Day: November 21, 2011

quick trip

Want to drive me batty? (I know Dad – “it’s not a very far drive”). Here’s a quick checklist of how to do it:

1. Ask me to do a relatively simple task, which I’ve never done before and haven’t received proper training (aka step-by-step, color coded directions), such as “create a Christmas card in photoshop” or “take a decent, artful picture of your kids” while presenting the knowledge that you have a handful of friends that can do said task in 10 minutes, while it’s taking me 3 days. 
2. Tell me these efforts are going to save me $10
3. Ignore me – repeatedly. While looking into my eyes. 
4. Shut down multiple lanes of traffic at a time when I am running late. 
5. Walk around the clothes basket heaped with dirty laundry in the middle of a narrow hallway. Better yet. Jump over it.
6. Fail to follow simple instructions, such as “attach or paste resume HERE.” Bonus points for typing in “I’ll bring it to an interview.” Because you’re not going to get an interview.

satisfaction guaranteed

Thus far, I’ve lived a relatively healthy life. No aches in the joints or chronic pain in my back. So, in honesty, I’ve never had a full appreciation for my health. It’s one of those things you don’t miss until you’re limping around the kitchen or having weekly injection appointments. Then, all of a sudden, your body and how it feels gains in the list of things you think about throughout the day. 

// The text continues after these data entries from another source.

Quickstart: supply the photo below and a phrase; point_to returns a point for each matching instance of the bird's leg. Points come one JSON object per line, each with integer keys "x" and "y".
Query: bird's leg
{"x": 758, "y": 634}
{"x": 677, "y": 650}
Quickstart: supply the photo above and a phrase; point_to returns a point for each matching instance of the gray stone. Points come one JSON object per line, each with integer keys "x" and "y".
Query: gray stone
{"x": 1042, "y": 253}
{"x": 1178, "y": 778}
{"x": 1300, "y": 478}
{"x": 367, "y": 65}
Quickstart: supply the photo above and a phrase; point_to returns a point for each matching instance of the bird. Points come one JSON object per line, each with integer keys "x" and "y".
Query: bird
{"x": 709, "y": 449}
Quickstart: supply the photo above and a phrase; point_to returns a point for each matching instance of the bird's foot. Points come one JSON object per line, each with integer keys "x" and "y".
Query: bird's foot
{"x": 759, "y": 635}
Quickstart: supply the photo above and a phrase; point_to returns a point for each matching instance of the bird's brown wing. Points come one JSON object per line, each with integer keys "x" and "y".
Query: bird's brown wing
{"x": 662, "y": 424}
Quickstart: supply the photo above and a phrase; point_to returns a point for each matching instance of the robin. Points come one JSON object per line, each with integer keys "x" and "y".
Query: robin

I feel similarly about housework. 
Husband and I had a long discussion last night in regards to household management. (No, not an argument – we try to beat that to the punch. But perhaps you’re more holy than I and when your satisfaction drops, you’re able to contain the snippy comments and sarcasm.  Nevertheless, feelings needed shared). 
What I came to realize throughout the conversation is that a majority of my time and energy goes into the things that matter little until they go unchecked. The daily slug of picking up toys, fixing a meal, doing the dishes, washing 18 loads of laundry, picking up toys, getting kids dressed, picking up toys… these are not the tasks of immense gratification. They simply garner frustration when not completed. It’s not until you break a toe stepping on Castle Grayscull or  it’s 8pm and no one has eaten that anyone cares. 
I’ll coin the term negative significance. They matter only in their absence. 
Though living in the world of negative significance is, at times, a bit grueling, it can have its light. I’ve found many a blogger who seem to adjusted expectations so that these small things bring great joy and fulfillment. I’m just not there yet. 
Part of me wants to be. Part of me wants to fully encapsulate the saying I’ve scrawled onto a plain white sheet of paper with a blue sharpie: In life there are no great things, only small things done with great love. – Mother Teresa (I’m giving you what I wrote, not the real quote. I totally miffed that up when I wrote it down). Part of me wants to remember that “great things” are done one small thing at a time; even great cathedrals and beautiful art and meaningful relationships are built brick-by-brick, moment-by-moment. So Mama T knows her shtuff. 
But the other part of me doesn’t want to lose the ambition for *more*. Part of me doesn’t want to simply be satisfied and quelled and pacified by what is available rather than what is possible. Contentment is good when it comes to material things and defeating the lust of the world. But it’s a bad approach ushering in the Kingdom. I can’t hear Jesus saying things like “well, this is just the way life is right now.” 
I know many people in the world with all the power at their hands to make change and impact who lead very unsatisfactory lives. And it’s probably because they haven’t wiped enough snotty noses. So the solution is not to change position, but to change perspective. 
So, in that vein, it’s time to arise the children and begin the daily event of what I like to call “getting out the door with all limbs still attached.”